There were a couple points driven home in this article that new and existing multi-channel retailers should keep in mind as they assess their own online investments. But first, take these numbers into account:

  • Moody’s has a 40% share of the worldwide credit ratings market

  • First quarter 2008 online sales grew 13.6% year over year versus retail sales growth of 2.8% for the same period


  • Online sales growth has been very strong for several years as the shift of consumer spending from bricks and mortar to online continues. As this growth continues the percentage increase will decline because the revenue base continues to grow. Taking the news from Moody’s, you can bet companies are taking this seriously and looking very hard at how they invest resources into their online business.

    For smaller retailers this is an opportunity to carve out niches and leverage growth to compete effectively and take market share over time. If you don’t have a large budget, carefully spend your money in those areas that will grow your business and areas that will support that growth. There are a lot of great tools out there that generate incremental revenue, but, that increase may not be worth the investment of your limited resources.

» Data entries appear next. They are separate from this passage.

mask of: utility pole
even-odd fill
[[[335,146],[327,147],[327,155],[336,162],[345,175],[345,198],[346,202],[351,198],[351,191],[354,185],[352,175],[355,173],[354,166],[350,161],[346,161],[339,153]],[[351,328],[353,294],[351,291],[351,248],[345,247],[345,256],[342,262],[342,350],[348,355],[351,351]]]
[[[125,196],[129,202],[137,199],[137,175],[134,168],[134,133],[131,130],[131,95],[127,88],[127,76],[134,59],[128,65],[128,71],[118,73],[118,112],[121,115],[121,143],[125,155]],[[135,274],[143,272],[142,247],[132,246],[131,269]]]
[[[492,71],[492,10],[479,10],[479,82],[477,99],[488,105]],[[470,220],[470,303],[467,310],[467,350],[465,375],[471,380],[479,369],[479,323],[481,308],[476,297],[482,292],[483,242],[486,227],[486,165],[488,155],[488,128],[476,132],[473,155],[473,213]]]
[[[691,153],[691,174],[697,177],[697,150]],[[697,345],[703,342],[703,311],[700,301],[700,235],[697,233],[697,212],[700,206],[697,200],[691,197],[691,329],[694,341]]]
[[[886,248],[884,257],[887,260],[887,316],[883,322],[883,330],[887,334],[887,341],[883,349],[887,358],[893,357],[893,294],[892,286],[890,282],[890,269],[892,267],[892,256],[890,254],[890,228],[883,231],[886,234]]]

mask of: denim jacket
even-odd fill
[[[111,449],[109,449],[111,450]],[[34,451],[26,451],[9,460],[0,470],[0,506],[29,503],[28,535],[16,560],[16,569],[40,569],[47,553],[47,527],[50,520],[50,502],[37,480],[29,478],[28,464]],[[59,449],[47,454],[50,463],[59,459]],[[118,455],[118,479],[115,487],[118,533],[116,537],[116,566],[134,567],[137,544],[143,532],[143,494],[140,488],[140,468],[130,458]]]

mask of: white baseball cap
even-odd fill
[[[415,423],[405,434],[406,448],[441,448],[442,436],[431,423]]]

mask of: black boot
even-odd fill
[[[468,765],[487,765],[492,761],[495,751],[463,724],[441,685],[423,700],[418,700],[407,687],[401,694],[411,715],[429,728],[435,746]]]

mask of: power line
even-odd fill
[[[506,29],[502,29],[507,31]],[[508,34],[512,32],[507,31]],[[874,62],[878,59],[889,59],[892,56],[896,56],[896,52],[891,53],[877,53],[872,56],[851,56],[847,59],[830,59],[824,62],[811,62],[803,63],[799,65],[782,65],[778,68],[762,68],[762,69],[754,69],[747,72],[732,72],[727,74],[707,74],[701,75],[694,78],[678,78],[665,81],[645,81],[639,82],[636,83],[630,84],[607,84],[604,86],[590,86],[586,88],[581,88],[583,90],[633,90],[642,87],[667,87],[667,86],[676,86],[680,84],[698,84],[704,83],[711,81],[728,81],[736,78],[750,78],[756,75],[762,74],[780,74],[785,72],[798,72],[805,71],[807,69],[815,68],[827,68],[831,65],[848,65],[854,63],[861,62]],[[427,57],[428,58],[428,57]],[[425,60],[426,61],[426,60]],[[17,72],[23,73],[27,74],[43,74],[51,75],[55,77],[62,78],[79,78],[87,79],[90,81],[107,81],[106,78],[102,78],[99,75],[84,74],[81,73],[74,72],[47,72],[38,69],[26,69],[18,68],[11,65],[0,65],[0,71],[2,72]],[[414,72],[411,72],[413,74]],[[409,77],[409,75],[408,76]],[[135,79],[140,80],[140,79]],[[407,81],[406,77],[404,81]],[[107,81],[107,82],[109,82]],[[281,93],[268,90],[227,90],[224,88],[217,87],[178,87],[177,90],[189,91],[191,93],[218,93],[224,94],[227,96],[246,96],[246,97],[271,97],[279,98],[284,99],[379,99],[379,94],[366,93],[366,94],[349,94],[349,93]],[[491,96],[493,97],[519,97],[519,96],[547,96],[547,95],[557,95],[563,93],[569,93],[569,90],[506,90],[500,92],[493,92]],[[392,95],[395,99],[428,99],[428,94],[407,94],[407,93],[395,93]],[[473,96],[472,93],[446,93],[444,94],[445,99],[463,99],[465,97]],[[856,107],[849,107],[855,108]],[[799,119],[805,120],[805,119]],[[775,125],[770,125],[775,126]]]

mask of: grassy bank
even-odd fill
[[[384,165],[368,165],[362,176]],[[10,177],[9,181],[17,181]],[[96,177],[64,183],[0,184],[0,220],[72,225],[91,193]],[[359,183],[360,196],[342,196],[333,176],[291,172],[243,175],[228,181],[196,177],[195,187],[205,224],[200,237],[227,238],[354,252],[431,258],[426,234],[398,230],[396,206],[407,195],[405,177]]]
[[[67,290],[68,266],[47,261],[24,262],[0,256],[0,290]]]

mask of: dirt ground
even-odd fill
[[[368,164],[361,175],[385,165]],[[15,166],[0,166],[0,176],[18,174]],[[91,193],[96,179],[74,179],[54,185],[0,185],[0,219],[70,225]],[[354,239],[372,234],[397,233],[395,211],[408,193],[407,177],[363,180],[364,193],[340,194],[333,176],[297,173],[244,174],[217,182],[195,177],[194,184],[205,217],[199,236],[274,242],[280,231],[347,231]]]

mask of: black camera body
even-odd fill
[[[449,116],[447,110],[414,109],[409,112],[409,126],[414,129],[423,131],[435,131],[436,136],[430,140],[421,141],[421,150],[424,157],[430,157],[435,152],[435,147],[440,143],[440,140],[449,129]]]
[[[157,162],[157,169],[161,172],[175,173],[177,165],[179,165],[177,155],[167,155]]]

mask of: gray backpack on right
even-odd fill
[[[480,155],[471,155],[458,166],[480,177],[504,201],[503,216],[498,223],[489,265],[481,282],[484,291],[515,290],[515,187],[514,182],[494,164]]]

    Focus on areas that grow your build your brand, generate sustainable revenue and increase market share. Look at your customer service. Are you taking care of customers to the fullest and increasing the profitability of the relationship? Look at your fulfillment…are you cutting unnecessary costs and finding ways to encourage sales conversions? Look at your site…is it efficiently converting visitors into customers?

    As mobile commerce becomes more of a reality with devices such as the iPhone and Blackberry its up to the retailer to step up and take their piece of the pie. As a consumer, I have a web app loaded on my iPhone to compare prices when I go shopping at stores. On several occasions, I have gone into a store (i.e. Target, Barnes and Noble) and used this app to find better prices online and even completed the transaction before leaving the store. This is going to happen more and more as people have better mobile devices and want more convenience in their hectic lives.

    Mobile commerce is going to quickly become a reality for some of our retailers in the coming weeks and we’re excited to see the growth. For these partners, they will be the first in their respective industries to have a mobile optimized site. These sites will be mentioned after going live.

    I suggest you take a few moments to assess your online investments and determine where you’re headed. If you’re in a rut, you need to quickly rejuvenate as the holiday season approaches. Speaking of holiday, you should be acquiring more new customers than at any other time of the year and you need to groom that relationship. Every order that leaves your door is an opportunity to create or nurture a relationship. Do simple things over the holiday to make your customers feel appreciated. Include a simple holiday card in a box thanking the customer and wishing them a great holiday season. If the order is a gift for someone else, make sure that package contains everything it needs to and everything looks perfect because it’s about to go to a potential new customer. Start early and you’ll be thankful later.